100 years since the Titanic tragedy

-a story that will resonate in the hearts of rational human beings for generations to come
On the night of January 13, 2012 the cruise ship Costa Concordia partially sank after hitting a reef off the Italian coast and running aground at Isola del Giglio, Tuscany, requiring the evacuation of the 4,252 people on board..
Thirty people were known to have died; 64 others were injured (at least two seriously) and two are still missing.
Two passengers and a crewmember trapped inside were rescued in the days after the incident.
Captain Francesco Schettino left the ship during the evacuation and did not re-board despite orders by maritime officials.
After the event, Schettino was arrested on preliminary charges of multiple manslaughter, in connection with causing a shipwreck, failing to assist 300 passengers, and failing to be the last to leave the wreck.
He was subsequently also charged with failing to describe to maritime authorities the scope of the disaster (for which seven other officers and managers of Costa Cruises are under investigation) and with abandoning incapacitated passengers..
One of the features of the disaster that provoked a great deal of comment was the stream of reports from angry survivors of how, in the chaos, men refused to put women and  children first, and instead pushed themselves forward to escape; and how the Italian crew ignored passengers and reportedly shouldered their way past mothers and pregnant women to get into lifeboats.
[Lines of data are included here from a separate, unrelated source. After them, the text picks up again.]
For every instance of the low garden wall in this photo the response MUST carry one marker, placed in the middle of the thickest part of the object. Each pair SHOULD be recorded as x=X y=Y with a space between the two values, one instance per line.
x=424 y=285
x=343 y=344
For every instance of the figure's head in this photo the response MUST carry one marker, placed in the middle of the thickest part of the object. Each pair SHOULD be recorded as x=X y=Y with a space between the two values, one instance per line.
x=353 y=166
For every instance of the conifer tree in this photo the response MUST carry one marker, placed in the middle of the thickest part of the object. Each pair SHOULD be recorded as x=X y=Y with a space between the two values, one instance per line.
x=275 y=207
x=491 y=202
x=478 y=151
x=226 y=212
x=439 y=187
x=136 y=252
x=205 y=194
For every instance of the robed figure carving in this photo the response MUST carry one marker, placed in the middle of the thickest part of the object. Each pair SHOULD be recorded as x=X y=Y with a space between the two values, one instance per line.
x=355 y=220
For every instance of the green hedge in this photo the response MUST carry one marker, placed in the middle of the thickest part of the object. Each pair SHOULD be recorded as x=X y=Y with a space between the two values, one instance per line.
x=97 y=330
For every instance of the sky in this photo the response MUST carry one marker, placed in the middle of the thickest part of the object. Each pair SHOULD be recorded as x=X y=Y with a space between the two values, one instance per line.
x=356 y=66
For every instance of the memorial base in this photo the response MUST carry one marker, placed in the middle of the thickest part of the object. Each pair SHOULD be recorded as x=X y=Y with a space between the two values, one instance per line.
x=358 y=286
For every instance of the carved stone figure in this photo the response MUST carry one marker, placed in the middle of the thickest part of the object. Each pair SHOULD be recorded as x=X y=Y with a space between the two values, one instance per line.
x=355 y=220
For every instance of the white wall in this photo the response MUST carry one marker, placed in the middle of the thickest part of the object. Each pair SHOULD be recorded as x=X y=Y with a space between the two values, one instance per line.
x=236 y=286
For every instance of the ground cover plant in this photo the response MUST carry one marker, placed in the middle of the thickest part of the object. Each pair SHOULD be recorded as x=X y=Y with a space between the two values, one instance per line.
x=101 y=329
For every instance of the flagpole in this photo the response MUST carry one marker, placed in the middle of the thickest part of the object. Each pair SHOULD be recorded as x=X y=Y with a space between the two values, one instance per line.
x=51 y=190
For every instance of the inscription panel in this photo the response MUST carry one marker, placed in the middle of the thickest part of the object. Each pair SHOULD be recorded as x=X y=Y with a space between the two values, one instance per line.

Contrast this with the story of the sinking of the Titanic.
Yesterday April 15, 2012,marks 100 years since the RMS Titanic,  a British passenger liner  sank in the North Atlantic Ocean  after colliding with an iceberg during her maiden voyage from Southampton, England to New York City.
Titanic was the largest ship afloat at the time.
It was her maiden voyage and she was being publicised as being unsinkable.
The sinking of Titanic caused the deaths of 1,514 people in one of the deadliest peacetime maritime disasters in history.

The ship hit an iceberg about 375 miles (600 km) south of Newfoundland, Canada at 11:40 pm.
The glancing collision caused Titanic’s hull plates to buckle inwards in a number of locations on her starboard side and opened five of her sixteen watertight compartments to the sea.
As it became obvious that the ship would be lost its Captain, Captain Edward John Smith ordered that the lifeboats should be loaded, not with the many wealthy persons who were one board, but with women and children first.
Although this  order  was never part of maritime law, it was adhered to so strictly on the Titanic that men were stopped from boarding lifeboats, many of which went to sea only three-quarters full.
There were reportedly only a few exceptions to the unvarying tales of heroism: three men in steerage (the lowest decks of the ship) who disobeyed the rule were shot.
The chivalry was reflected in survival rates: 74 per cent of the women were saved; 52 per cent of the children; and just 20 per cent of the men.
The chivalry of the males on board the Titanic made its final moments   the stuff of legends.
In the final moments the ship’s band struck up the tune “Nearer my god to thee.”
Captain   Edward John Smith went down with his ship.
The men who survived the sinking of the Titanic were reviled as cowards.
The behavior of the Captain and Crew of the 2012 Costa Concordia disaster contrasts strikingly with the behavior of the Captain, crew and males aboard the Titanic in 1912.
“Women and children first!” was according to all reports rejected by the Captain and crew of the Costa Concordia.
It was every man (and every woman) for themselves.
Generally, there is a longing among most men to protect women and children.
Chivalry is simply a manifestation of that longing.
The story of the sinking of the Titanic has been told in numerous books and movies.
The last three survivors of the Titanic tragedy, Babara West Dainton, Milvina Dean, both English, and the last US survivor Milvina Gertrud Dean have all passed away. Ms. West who lived in Truro, England died on October 16, 2007 at the age of 96. Ms. Dean who lived in Southampton, England died on May 31, 2009 at the age of 95, while Ms. Asphund who lived in Massachusetts passed away on May 8, 2006 at the age of 99.
It is a story that will resonate in the hearts of rational human beings for many generations to come, because of the adherence of the males on board to that simple edict:”Women and children first.”